La Cour de justice de l’Union européenne a rendu une décision très attendue sur l’usage des VPN dans un contexte de géoblocage, un sujet souvent associé à des plateformes comme Netflix. Mais derrière les interprétations rapides, l’arrêt ne semble pas offrir une réponse simple ou générale à la question de l’accès à des catalogues étrangers via un VPN.

L’affaire à l’origine de cette décision est loin du streaming grand public. Elle repose sur un litige de propriété intellectuelle autour du Journal d’Anne Frank, impliquant une fondation suisse et une association belge. Ce cadre juridique montre que la décision européenne s’inscrit d’abord dans une réflexion sur les droits d’auteur, la territorialité et l’accès à des contenus selon les pays, plutôt que sur les usages quotidiens des abonnés aux plateformes vidéo.
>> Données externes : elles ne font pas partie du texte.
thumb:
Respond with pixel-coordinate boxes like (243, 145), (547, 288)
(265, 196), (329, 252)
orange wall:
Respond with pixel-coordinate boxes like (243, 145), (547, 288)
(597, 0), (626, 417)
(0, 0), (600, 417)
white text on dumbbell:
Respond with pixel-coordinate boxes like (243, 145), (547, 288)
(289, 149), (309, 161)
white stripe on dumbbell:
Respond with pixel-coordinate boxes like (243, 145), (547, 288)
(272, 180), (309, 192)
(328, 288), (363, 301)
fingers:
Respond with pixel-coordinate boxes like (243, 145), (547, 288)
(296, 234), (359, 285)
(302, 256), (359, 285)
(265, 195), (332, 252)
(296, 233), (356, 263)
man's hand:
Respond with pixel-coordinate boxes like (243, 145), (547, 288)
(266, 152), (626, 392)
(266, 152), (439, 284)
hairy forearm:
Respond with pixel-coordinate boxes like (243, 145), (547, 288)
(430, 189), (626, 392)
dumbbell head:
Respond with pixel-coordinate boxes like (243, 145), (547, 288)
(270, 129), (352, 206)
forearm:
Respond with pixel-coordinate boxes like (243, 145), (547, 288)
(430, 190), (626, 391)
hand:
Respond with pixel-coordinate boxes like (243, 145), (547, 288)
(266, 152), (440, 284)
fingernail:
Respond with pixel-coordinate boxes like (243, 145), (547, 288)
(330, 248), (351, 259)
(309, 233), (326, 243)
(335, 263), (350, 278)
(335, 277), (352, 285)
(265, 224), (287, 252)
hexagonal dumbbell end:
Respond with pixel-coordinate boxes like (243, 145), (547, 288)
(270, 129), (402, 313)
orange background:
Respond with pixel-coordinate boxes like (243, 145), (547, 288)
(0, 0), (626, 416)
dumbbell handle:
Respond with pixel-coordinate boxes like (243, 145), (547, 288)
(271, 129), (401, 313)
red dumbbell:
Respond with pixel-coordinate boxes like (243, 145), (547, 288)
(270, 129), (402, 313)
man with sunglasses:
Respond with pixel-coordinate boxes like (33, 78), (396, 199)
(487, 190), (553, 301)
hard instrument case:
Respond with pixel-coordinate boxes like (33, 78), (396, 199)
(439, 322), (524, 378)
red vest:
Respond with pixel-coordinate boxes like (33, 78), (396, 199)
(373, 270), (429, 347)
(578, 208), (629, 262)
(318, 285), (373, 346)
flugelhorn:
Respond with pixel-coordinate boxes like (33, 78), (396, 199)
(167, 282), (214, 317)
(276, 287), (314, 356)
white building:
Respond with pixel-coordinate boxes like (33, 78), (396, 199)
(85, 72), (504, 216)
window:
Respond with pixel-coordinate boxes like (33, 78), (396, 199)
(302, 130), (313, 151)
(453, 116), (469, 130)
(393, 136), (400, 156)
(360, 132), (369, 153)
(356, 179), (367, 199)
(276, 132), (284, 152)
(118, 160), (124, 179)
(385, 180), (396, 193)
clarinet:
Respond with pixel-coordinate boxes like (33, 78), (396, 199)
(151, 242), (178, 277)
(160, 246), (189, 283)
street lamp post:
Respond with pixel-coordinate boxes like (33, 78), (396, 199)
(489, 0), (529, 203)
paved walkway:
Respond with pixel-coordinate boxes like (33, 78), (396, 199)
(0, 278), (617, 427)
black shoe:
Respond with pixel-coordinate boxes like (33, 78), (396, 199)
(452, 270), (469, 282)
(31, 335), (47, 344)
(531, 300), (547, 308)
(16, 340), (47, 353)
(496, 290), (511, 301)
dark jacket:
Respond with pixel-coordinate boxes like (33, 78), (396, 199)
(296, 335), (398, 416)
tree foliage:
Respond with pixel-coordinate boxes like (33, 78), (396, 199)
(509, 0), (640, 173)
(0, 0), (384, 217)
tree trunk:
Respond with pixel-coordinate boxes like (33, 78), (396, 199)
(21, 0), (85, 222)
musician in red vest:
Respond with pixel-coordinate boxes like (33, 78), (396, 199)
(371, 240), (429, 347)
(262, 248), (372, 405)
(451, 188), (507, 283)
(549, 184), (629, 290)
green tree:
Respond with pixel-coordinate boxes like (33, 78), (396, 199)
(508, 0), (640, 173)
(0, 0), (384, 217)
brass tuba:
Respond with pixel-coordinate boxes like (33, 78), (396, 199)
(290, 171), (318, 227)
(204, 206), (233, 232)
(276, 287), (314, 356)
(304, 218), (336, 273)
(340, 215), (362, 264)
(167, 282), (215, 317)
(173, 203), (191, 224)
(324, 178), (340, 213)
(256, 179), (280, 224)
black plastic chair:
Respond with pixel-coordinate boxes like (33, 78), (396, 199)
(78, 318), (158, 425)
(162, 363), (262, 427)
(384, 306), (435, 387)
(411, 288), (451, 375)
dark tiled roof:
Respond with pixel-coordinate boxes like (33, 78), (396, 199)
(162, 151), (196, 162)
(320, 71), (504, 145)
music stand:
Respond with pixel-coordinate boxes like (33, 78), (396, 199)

Autrement dit, l’Europe ne valide pas automatiquement l’idée selon laquelle un VPN permettrait, sans conséquence, de contourner les restrictions géographiques. À l’inverse, l’arrêt ne se résume pas non plus à une interdiction nette et uniforme. La portée de la décision apparaît plus nuancée, car elle dépend du contexte, du type de contenu concerné et du cadre juridique dans lequel s’inscrit le blocage d’accès.

Pour les utilisateurs de Netflix et d’autres services similaires, cette décision rappelle surtout qu’il faut distinguer les gros titres accrocheurs de la réalité du droit européen. Le débat sur les VPN et le géoblocage continue, mais l’arrêt de la CJUE semble surtout clarifier certains principes liés à la propriété intellectuelle transfrontalière, sans trancher de façon absolue tous les cas d’usage du streaming.